失うことに慣れきったエピスにとって、それを嘆く気持ちを押さえることは、息をするように行う事もできる。特に、今回確実に犠牲になったと分かるのは王だけで、名前さえ知らず恩もないとまで考えている。アルとエレシアに関しては知らない中でもなく、心配はしているが。
「今から、あれが追って来るかも知れないのにそんな調子でいいの?こっちまで滅入るんだけど。」
「...貴方は平気なのですか?」
「嘆くなら安全な時にって話だよ。そりゃあ完全に押さえろとは言わないけどね、せめて逃げるくらい出来てくれないと困る。」
「貴方のように感情を押さえられる人は少ないですよ。」
「でも、上手く押さえないと今より失うよ。せめてそこの王女様みたいに何かに集中するくらいは出来ない?」
そう言ったエピスの示す先はルセーネだ。
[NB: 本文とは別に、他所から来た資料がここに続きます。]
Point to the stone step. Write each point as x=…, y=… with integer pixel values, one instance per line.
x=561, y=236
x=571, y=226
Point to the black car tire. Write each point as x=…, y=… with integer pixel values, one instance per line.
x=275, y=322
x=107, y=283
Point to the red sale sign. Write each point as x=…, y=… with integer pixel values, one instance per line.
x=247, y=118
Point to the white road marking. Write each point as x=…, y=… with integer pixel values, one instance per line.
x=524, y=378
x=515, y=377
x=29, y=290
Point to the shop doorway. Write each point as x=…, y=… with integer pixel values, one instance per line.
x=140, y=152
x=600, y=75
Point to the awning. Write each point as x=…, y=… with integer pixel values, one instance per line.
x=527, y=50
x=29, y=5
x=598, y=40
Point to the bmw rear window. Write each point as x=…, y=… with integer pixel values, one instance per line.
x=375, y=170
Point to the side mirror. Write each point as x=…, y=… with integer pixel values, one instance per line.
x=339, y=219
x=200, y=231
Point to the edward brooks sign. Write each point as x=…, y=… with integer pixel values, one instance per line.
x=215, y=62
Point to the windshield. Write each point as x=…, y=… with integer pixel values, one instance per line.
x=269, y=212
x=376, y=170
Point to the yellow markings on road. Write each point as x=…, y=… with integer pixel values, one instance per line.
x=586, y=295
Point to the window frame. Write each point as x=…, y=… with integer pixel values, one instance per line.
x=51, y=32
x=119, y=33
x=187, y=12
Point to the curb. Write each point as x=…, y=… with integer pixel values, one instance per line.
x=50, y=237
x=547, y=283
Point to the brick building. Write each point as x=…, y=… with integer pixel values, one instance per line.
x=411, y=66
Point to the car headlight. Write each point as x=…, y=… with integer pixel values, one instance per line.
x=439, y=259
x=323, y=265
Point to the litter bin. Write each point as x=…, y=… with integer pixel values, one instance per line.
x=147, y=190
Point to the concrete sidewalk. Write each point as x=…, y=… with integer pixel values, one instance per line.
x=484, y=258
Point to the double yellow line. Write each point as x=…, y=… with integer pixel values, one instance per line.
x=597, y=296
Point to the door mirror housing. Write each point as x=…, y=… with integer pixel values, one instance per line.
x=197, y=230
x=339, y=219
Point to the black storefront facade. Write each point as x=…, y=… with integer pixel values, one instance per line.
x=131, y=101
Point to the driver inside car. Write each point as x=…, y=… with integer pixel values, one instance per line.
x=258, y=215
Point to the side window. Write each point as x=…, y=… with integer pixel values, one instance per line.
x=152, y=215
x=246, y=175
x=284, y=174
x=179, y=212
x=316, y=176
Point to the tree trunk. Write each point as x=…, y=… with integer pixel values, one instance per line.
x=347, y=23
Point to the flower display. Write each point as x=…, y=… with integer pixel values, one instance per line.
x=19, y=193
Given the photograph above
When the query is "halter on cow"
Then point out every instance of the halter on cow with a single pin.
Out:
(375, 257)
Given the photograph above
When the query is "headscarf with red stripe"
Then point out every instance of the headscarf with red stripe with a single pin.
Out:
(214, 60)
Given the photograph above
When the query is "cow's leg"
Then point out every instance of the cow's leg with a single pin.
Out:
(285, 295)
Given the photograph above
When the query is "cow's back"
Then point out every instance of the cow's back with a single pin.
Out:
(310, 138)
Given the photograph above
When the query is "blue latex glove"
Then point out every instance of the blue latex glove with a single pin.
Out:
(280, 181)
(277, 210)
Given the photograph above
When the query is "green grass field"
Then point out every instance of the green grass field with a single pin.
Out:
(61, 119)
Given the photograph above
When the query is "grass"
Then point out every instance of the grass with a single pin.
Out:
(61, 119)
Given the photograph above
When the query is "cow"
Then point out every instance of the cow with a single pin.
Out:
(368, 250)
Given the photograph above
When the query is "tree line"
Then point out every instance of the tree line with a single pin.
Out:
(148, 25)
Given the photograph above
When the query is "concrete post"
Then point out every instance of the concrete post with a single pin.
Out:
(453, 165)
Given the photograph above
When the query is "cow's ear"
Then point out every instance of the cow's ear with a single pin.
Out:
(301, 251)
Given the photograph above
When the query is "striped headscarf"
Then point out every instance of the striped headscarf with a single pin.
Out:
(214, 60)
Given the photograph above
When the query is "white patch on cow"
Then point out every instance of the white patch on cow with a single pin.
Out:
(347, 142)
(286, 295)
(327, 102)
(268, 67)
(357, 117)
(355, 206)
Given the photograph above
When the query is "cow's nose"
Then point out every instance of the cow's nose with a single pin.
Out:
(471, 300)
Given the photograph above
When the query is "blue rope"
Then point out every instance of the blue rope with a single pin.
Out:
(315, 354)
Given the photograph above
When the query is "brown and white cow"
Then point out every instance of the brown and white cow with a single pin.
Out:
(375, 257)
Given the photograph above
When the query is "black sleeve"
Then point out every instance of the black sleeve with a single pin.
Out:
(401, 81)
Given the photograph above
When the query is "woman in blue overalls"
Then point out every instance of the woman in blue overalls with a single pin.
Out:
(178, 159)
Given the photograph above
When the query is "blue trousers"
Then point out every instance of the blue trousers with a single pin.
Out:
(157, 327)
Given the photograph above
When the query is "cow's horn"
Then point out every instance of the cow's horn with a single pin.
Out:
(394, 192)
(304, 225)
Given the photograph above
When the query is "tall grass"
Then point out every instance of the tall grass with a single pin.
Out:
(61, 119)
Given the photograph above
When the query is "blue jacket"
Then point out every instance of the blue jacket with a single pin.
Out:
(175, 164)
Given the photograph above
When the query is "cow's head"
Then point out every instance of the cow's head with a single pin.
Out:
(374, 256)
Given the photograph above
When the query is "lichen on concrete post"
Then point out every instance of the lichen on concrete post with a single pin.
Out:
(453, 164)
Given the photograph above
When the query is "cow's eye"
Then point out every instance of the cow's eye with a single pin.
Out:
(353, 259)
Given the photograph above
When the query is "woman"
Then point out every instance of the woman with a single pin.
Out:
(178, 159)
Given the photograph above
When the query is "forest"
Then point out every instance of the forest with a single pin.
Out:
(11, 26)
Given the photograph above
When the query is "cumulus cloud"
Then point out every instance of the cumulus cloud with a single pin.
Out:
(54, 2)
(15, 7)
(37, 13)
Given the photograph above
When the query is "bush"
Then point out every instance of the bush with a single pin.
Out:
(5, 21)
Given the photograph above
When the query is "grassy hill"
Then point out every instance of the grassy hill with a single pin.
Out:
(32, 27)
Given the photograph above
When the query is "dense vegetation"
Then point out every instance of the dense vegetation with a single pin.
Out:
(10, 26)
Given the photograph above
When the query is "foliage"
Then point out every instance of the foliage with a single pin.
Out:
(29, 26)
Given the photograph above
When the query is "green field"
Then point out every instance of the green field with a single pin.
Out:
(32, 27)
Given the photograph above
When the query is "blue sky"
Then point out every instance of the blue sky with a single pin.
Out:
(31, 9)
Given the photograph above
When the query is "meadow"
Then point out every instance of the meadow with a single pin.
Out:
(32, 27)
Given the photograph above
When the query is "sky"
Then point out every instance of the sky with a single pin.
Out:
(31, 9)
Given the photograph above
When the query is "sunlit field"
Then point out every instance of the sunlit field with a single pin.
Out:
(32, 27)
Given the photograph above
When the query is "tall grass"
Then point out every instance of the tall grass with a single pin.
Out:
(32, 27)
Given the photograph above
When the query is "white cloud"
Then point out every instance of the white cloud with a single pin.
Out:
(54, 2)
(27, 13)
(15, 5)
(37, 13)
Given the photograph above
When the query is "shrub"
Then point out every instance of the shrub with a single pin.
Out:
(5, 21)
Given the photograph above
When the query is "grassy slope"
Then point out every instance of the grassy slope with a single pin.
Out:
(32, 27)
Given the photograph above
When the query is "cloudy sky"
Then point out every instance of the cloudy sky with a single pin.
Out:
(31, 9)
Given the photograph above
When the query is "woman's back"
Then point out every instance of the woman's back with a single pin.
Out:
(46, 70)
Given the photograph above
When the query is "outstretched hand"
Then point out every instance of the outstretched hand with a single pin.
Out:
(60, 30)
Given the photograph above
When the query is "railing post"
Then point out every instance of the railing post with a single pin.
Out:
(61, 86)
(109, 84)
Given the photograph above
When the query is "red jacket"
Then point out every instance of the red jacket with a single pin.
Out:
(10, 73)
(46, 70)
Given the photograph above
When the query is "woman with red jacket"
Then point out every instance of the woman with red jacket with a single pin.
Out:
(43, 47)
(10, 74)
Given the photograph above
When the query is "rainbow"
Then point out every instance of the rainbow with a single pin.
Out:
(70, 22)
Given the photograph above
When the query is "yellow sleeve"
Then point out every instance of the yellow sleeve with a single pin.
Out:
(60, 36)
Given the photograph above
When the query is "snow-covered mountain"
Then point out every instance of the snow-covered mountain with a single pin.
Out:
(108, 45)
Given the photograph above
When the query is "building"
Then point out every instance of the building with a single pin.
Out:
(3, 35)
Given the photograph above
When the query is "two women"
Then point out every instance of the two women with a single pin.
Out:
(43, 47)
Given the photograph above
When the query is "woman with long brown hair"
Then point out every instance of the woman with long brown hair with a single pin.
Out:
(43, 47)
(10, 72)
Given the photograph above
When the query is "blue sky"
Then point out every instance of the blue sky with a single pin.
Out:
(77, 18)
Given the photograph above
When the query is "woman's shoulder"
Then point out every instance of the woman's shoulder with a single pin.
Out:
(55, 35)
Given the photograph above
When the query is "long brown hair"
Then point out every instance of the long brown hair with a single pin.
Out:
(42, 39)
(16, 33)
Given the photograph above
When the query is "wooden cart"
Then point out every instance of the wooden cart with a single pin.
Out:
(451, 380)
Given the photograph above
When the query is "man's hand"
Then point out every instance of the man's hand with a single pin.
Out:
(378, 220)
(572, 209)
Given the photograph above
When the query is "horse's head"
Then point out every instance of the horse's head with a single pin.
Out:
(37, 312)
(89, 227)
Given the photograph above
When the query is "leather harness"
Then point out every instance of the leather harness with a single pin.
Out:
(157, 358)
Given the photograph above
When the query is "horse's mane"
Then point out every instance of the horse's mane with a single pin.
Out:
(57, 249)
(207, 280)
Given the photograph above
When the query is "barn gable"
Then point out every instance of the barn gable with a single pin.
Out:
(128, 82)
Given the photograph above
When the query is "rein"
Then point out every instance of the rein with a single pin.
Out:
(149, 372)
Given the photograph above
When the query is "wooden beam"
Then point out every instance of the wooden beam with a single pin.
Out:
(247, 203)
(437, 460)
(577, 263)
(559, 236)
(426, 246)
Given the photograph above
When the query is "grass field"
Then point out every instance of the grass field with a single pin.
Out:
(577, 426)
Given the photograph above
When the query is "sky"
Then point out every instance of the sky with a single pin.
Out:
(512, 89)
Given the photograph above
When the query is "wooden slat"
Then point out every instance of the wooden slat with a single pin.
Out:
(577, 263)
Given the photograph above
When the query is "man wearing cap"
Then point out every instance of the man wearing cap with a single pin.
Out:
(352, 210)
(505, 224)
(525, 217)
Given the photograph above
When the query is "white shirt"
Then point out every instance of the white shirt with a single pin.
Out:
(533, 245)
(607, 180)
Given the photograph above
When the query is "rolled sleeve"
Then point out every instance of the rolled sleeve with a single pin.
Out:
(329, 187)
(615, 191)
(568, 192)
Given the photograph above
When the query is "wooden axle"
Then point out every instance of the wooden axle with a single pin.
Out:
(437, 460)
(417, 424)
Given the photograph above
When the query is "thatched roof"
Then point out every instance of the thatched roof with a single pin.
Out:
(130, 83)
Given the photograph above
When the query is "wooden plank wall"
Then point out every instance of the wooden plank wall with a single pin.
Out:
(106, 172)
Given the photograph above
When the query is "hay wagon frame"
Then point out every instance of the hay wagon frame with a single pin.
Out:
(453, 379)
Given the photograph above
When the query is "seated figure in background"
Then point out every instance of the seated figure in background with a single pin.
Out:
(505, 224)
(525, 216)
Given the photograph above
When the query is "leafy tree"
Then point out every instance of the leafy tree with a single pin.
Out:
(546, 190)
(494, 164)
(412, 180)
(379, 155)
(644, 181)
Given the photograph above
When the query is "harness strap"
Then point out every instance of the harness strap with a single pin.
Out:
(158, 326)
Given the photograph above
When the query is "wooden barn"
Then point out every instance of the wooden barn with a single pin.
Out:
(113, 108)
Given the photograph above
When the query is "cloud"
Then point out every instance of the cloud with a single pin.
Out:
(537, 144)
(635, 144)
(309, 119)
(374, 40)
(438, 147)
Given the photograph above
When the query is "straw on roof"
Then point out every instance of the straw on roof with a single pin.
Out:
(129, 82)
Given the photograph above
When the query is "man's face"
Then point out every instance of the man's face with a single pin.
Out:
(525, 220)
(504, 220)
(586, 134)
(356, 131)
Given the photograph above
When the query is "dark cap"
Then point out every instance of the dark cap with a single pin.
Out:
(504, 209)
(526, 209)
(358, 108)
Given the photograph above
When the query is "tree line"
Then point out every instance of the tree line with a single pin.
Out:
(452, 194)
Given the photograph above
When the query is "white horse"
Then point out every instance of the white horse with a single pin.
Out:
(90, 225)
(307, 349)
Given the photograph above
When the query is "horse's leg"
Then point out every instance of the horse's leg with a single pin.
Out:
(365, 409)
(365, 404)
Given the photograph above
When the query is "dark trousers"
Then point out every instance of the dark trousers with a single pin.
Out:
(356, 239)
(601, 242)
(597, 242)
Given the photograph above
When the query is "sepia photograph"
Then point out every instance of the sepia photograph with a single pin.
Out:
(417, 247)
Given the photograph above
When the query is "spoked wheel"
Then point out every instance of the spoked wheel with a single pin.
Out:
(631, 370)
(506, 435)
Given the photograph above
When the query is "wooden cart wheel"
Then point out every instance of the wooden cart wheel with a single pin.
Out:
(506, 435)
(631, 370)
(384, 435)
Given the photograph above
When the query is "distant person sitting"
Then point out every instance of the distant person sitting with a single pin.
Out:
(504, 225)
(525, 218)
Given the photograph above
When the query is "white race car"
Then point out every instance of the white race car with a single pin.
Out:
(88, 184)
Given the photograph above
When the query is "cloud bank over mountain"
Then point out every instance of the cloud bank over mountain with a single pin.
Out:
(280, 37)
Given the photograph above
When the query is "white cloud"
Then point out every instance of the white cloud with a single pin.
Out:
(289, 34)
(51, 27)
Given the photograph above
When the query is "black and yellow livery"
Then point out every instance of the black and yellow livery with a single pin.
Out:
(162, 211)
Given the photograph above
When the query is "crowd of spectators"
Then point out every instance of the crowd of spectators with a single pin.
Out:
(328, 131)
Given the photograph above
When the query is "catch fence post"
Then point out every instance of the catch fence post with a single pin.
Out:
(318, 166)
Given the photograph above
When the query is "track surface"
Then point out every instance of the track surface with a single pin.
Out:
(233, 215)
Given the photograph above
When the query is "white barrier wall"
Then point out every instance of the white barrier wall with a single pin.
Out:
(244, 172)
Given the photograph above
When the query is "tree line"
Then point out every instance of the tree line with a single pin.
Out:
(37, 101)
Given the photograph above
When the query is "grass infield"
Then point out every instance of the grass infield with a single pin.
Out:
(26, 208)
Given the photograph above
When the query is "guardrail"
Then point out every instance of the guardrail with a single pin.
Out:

今も動き続ける二つの物体に「隠蔽」を維持しているルセーネは、少なくとも表面上は落ち着いている。魔術を行使する思考力も残っているのは現在クレヴォールの追撃が無いことで証明されている。
「悪いけど僕は会話は器用じゃないんだ。優しく慰めてあげる事は出来ないよ。」
「自覚はあったのですね。口調も直せるなら直した方が良いのでは?」
「余計なお世話だよ。気が紛れたんなら、そっちのお姫様のお世話でもしててよ。」
持ち前の目の良さを活かすべく、メテウスの隣にいき薄暗い夕闇の中で先に撤退した三人がいる場所を探すエピス。
彼の分かりにくい親切は、受けた人物によってはケンカを売られたと思われるだろうと、懐かしく思うカプラーネはスティアーラを落ち着かせる。スティアーラとルセーネは、現王とは話したことも無いためショックの大半は火への恐怖だろう。クレヴォールから離れていることで少しずつ落ち着く二人にカプラーネは寄り添い話すだけで良かった。
「見つけました。あの天幕ですね。」
「木に囲まれている天幕かね?」
「あのバカが寝てるので間違いないですね。」
自分の事を棚にあげて、天幕の入り口で座り込んで眠っているパンテルを非難するエピスからは、どことなく安堵の感情が見てとれる。従兄らしく、心配でもしていたのだろう。
大鷲が着地し、皆が降りて消える。隣にロディーナとアロシアスも降り立った。
「皆無事だったか。...いや、二人いないな。」
「死んだと決まったわけでは無い。我が娘と王子、いや殿下の切り札だ。」
「殿下?...そうか。ではあれはもしや本物の悪魔か?」
「分からん。」
二人の大人がお互いに現状を伝える傍ら、カプラーネは少しでも休めればと皆を天幕へ連れていく。パンテルに蹴りをいれているエピスが気づいたときには、天幕が開けられていた。
「ケア...ニス...様?」
「そんなっ...!」
「あー、遅かった。」
治療中のケアニスは、右足は剥き出しのまま全身の火傷に薬品の染みた包帯が巻かれている。魔術で治療を施している為、呼吸も安定し命に別状は無い。しかし、今しがた逃げてきた恐怖の対象に、ただ一人自分達を逃がすために残った少年の凄惨な姿は、今までケンカすらした事のない二人の少女を打ちのめすには十分だった。
「ありゃしばらくダメかな。君は大丈夫?」
「少し、気分が優れませんが...大丈夫です。」
「そんな青い顔で言われてもね。結晶姫さん、妹二人は任せてもいいですか?」
「えぇ、「具現結晶・吸魔」も回収しましたし、しばらく出来ることも無いですもの。可愛い妹ぐらいまかせてくださる?」
随分と回復した魔力でなにやら魔術をかけてそこいら中を癒して回ったロディーナが天幕に戻る。ケアニスの治療にも参加するようでその魔力量が際立つ。
「それでは私は、娘とアル殿の救出に向かう。トライトン卿、此所と殿下を頼む。」
「任された。残党兵や魔獣ごときならば遅れはとらん。メテウス殿こそ気を付けられよ。」
「うむ。」
夕日に飲み込まれるような城に再び大鷲が舞う。不気味な明かりを乗せた城は不吉の始まりでも暗示するかのようだった。